Kirkwood celebrou o resultado diante de milhares de espectadores. "É impossível colocar em palavras. É incrível", disse o piloto. "Estou à beira das lágrimas. É um grande momento para nós, um grande momento para os Estados Unidos." Palou, que largou na pole position, teve um desempenho desastroso e terminou a corrida apenas em 20º lugar, desperdiçando a chance de garantir o quarto título consecutivo da categoria.

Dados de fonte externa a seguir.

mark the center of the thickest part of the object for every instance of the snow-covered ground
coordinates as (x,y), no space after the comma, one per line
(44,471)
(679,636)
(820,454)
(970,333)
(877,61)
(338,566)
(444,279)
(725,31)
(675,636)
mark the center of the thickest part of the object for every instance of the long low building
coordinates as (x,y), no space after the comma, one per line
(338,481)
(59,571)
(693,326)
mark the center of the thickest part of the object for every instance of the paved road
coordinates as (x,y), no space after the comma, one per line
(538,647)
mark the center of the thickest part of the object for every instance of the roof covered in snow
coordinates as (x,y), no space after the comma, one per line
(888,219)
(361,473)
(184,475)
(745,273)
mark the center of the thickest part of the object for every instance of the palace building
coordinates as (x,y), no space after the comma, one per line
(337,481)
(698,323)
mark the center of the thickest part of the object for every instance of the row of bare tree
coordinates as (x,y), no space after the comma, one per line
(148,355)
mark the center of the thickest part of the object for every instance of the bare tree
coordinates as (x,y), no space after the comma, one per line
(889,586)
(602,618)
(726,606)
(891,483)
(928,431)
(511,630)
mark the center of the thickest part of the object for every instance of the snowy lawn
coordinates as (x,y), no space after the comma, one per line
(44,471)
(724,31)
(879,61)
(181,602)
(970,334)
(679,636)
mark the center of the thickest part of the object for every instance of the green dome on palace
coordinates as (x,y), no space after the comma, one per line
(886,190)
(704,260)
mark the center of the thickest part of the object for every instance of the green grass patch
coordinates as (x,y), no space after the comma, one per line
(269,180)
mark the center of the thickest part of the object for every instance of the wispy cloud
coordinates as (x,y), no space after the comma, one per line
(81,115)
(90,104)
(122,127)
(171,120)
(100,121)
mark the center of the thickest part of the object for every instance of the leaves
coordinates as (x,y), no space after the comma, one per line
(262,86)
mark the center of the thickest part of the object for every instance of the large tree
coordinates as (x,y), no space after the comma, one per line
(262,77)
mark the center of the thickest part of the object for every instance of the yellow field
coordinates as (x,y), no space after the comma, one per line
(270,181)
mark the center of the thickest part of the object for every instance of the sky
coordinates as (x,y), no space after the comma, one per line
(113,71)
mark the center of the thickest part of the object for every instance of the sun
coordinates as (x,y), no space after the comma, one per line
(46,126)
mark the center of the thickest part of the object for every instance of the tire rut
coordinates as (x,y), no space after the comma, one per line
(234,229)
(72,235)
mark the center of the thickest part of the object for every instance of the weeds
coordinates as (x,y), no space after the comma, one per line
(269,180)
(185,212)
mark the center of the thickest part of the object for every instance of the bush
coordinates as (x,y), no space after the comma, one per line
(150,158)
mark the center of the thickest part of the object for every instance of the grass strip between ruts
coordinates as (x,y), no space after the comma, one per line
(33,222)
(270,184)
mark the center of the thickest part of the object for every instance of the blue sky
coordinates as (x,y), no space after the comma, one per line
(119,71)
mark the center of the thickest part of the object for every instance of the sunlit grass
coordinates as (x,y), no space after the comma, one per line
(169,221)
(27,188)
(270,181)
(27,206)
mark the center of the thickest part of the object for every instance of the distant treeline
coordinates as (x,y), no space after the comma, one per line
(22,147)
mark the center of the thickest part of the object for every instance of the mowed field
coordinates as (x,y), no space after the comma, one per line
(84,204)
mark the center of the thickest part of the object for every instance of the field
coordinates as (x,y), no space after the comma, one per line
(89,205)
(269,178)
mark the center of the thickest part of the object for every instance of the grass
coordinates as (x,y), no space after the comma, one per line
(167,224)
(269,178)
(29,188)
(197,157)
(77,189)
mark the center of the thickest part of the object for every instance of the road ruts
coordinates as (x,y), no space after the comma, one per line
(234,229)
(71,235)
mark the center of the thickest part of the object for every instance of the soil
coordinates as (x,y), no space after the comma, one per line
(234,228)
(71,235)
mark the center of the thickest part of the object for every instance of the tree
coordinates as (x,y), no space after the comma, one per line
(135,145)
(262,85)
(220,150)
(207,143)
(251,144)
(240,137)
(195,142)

Trump assumiu vários momentos de protagonismo no evento, como percorrer o circuito a bordo de sua limusine blindada, conhecida como "The Beast", e agitar a bandeira verde para a largada dos pilotos. O traçado passou por pontos icônicos da capital americana, como o Monumento a Washington, os Arquivos Nacionais, os museus do Smithsonian e a National Gallery of Art. Os carros atingiram velocidades de até 300 km/h durante a prova de 147 voltas.
Antes da largada, o presidente saudou o proprietário da IndyCar, Roger Penske, e os sete vencedores das 500 Milhas de Indianápolis presentes entre os 25 pilotos na pista. "Foi maior do que jamais imaginávamos ser possível", declarou Trump à emissora Fox. "O circuito é maravilhoso. Quero que todos estejam seguros e que as pessoas se divirtam." Penske afirmou que o presidente é um grande fã da categoria e que a corrida fez parte das celebrações do aniversário da independência.
O pódio foi completado pelo dinamarquês Christian Lundgaard e pelo australiano Will Power. A organização do Grande Prêmio custou cerca de 35 milhões de dólares, financiados em grande parte pela IndyCar e pela Penske Racing, com apoio de patrocinadores. Durante o aquecimento, houve voos de exibição e o tráfego aéreo foi fechado no vizinho Aeroporto Nacional Reagan.